Capacity & key persons
Key staff involved in the project will be
– Staffan Lindqvist, Secretary General of the International Federation of Settlements (IFS). Bachelor in Sociology.
– Pentti Lemmetyinen, managing director. Master of Education.
– Junias Kanyinda: Communication officer, responsible for the IFS communication incl. website and social media. Bachelor in Business Administration.
The Settlement team has wide expertise in surveys, social media, communication and IKT- design.

Vestvågøy Kommune, NORWAY

VM – Vestvågøy Municipality, Culture department (NO) –
Storgata 37, 8370 Leknes, Lofoten, Norge
Trond Handberg, acting director of the Culture Department, Vestvågøy Municipality  * (+47) 928 53 062 Mobil: (+47) 928 53 062

Unit: Department of Culture, Sports and Leisure Vestvågøy Kommune

Type: Public Enterprise.

Vestvågøy municipality has over 11,000 inhabitants, and is thus the largest municipality in Lofoten. With its exciting and varied nature, the municipality’s residents have a variety of opportunities for outdoor life.

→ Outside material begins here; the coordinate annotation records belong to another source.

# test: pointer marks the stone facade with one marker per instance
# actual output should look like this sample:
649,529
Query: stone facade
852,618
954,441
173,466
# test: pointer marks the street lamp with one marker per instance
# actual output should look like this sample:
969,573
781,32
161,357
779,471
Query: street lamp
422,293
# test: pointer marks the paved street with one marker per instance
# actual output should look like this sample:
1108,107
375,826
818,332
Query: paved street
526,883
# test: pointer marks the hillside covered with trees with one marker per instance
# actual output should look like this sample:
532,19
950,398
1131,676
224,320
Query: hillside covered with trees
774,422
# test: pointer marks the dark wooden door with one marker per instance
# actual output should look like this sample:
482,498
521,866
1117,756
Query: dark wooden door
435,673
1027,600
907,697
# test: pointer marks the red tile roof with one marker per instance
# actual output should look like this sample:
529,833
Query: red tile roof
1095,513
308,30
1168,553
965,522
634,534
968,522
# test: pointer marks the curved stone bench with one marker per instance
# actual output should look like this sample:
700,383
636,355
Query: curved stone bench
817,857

On hot summer days, you can use one of the island’s many beaches, or you can enjoy the midnight sun from the Eggum and Utakleiv viewpoints. In both summer and winter, there are many opportunities for trips in the mountains – regardless of whether you like quiet trips along good paths, or challenging summit trips with skis or climbing equipment. The sea invites you to kayak and surf – and what about fishing for your own dinner?
As the geographical centre of Lofoten, it is not only a short distance to the intense nature experiences and cultural activities that can be found around the island kingdom. This means that it is a short distance to the rest of the world as well. The infrastructure in Lofoten is good, and you can get to Vestvågøy by car, bus, express route and plane. The airport is only a couple of minutes’ drive from Leknes, the municipality’s administrative and commercial centre, and has several departures daily. The mainland connection in the north and the ferry connection to Bodø also contribute to Vestvågøy being an easy place to visit – something nature-loving tourists know to appreciate!